🤖 AI Summary
This work addresses the critical need in wireless localization to output a posterior position distribution with explicit uncertainty quantification. We propose Monte Carlo Candidate Likelihood Estimation (MC-CLE), which formulates localization as a Bayesian posterior inference problem—inferring the transmitter’s location from multi-antenna channel measurements. MC-CLE employs a neural network to score candidate positions via likelihood estimation and trains this scorer using Monte Carlo sampling, explicitly incorporating physical characteristics such as antenna radiation patterns and angular ambiguities. Unlike baseline methods relying on simplistic Gaussian or uniform priors, MC-CLE end-to-end produces high-fidelity posterior distributions. In line-of-sight online simulations, it significantly reduces cross-entropy loss and more accurately captures complex spatial likelihood structures. The resulting calibrated uncertainty estimates provide robust support for intelligent planning, control, and resource management in wireless systems.
📝 Abstract
Modern wireless systems require not only position estimates, but also quantified uncertainty to support planning, control, and radio resource management. We formulate localization as posterior inference of an unknown transmitter location from receiver measurements.
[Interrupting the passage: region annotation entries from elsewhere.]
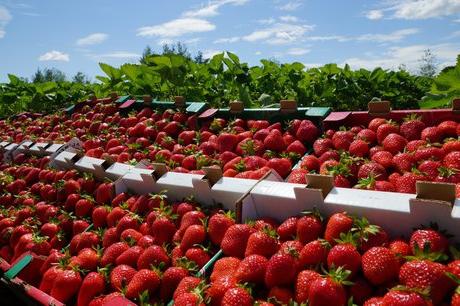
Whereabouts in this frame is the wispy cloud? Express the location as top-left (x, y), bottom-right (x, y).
top-left (137, 18), bottom-right (216, 38)
top-left (366, 10), bottom-right (383, 20)
top-left (0, 5), bottom-right (13, 38)
top-left (38, 50), bottom-right (70, 62)
top-left (77, 33), bottom-right (109, 46)
top-left (182, 0), bottom-right (249, 18)
top-left (277, 0), bottom-right (302, 11)
top-left (367, 0), bottom-right (460, 20)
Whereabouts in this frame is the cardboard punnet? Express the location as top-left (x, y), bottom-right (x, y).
top-left (75, 156), bottom-right (110, 179)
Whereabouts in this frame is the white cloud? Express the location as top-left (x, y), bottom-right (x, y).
top-left (214, 36), bottom-right (241, 44)
top-left (286, 48), bottom-right (310, 56)
top-left (280, 15), bottom-right (299, 22)
top-left (94, 51), bottom-right (141, 59)
top-left (182, 0), bottom-right (249, 18)
top-left (0, 5), bottom-right (13, 38)
top-left (77, 33), bottom-right (109, 46)
top-left (137, 18), bottom-right (216, 38)
top-left (38, 50), bottom-right (70, 62)
top-left (366, 10), bottom-right (383, 20)
top-left (278, 0), bottom-right (302, 11)
top-left (203, 49), bottom-right (223, 59)
top-left (243, 22), bottom-right (314, 45)
top-left (376, 0), bottom-right (460, 20)
top-left (356, 28), bottom-right (419, 43)
top-left (343, 44), bottom-right (460, 71)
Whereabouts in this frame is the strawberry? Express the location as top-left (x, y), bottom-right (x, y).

We propose Monte Carlo Candidate-Likelihood Estimation (MC-CLE), which trains a neural scoring network using Monte Carlo sampling to compare true and candidate transmitter locations. We show that in line-of-sight simulations with a multi-antenna receiver, MC-CLE learns critical properties including angular ambiguity and front-to-back antenna patterns. MC-CLE also achieves lower cross-entropy loss relative to a uniform baseline and Gaussian posteriors. alternatives under a uniform-loss metric.